La odisea de emigrar
Un gran número de refugiados se preparaba para emigrar. Contaban con un pariente más o menos cercano, con un amigo o con el amigo de un amigo, con unos conocidos establecidos en las más alejadas partes del mundo y que, pensaban, podrían ayudarlos a culminar la emigración.
Mantenían una esmerada correspondencia con muchos sobrentendidos, enviaban costosos telegramas, pedían un afidávit o un visado, recibían respuestas, contrademandas, cuestionarios, circulares que engendraban una nueva oleada de cartas.
Luego, se pasaban las mañanas enteras delante de los consulados para saber si tal documento o tal otro hacían falta, si se atenía a las instrucciones o si resultaba inexacto. Cuando algunos salían con un visado, eran mirados como fenómenos, ¡como bienaventurados!
Partir era poco frecuente.
Despachos, agencias y oficinas de emigración suministraban las informaciones, se encargaban de las formalidades y prometían el oro y el moro. Cobraban adelantos y señales, que los refugiados les pagaban diligentemente.
Sin embargo, esas promesas nunca se cumplían. El emigrante se sentía estafado, pero al menos había pasado por un periodo de esperanza.
En cuanto a mí, mis afectos y mis vínculos me unían a Europa, y no traté de emigrar a ninguna parte.
Para todos, la existencia había perdido la ilusión y el entusiasmo... También, por rachas, caíamos en una indiferencia lúgubre, en una inercia absoluta.
Cuando me daban ganas de ver mundo, no tenía más que acercarme al paseo de los Ingleses. Bastaba con sentarse en los parajes del bulevar Gambetta, del casino o del jardín Albert-Premier para encontrarse con "conocidos", de quienes a menudo ni se recordaba el nombre, o para saber alguna noticia. Esa gente perdida y desorientada estaba deseosa de romper un silencio tan cargado, ya fuera para aligerar, mediante confidencias, sus agobiantes preocupaciones, ya fuera para conocer, entre charla y charla, alguna noticia sobre los acontecimientos políticos o para conocer la historia de otros refugiados. Cualquier cosa era mejor que deprimirse en el aislamiento.
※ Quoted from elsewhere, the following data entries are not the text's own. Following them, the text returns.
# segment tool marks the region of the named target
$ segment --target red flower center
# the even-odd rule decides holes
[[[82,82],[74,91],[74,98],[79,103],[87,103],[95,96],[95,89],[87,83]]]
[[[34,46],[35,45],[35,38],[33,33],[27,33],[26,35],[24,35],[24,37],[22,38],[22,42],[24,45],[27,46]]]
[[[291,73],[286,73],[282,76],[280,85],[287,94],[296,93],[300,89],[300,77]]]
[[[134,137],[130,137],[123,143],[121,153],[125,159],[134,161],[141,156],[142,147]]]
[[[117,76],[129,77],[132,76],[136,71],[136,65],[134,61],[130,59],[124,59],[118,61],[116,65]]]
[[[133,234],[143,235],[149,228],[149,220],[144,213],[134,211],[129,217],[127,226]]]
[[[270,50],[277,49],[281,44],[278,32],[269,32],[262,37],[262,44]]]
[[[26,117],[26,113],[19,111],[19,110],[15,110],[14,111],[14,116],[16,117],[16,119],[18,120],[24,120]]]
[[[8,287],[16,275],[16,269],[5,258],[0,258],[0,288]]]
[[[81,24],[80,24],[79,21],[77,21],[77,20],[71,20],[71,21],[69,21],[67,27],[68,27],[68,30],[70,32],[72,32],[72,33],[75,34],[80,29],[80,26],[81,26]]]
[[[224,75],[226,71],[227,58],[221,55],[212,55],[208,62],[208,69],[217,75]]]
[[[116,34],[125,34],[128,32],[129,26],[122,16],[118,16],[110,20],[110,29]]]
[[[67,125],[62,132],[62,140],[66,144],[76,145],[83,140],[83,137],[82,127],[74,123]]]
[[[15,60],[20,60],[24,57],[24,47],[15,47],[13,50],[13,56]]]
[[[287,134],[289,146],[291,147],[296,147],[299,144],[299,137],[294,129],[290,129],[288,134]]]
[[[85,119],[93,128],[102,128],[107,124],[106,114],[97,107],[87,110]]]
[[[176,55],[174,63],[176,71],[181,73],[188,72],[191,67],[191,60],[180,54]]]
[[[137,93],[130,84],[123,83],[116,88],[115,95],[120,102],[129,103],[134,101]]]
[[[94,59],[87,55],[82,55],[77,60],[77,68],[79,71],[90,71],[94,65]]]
Un día, una dama polaca de setenta y dos años me contó su éxodo, en el curso del cual había perdido a toda su familia. Estaba medio ida.
Conocí también, sentada en un banco, a una noruega cuyo marido, en el momento de ser detenido como rehén, había optado por huir. Ella se le había unido en Suecia y luego habían venido juntos... ¡hasta Niza! Ahora planeaban ir a Inglaterra, donde él quería alistarse. Ella iba con él en todos sus desplazamientos.
Un millonario holandés aguardaba la ayuda de unos amigos americanos porque carecía de recursos.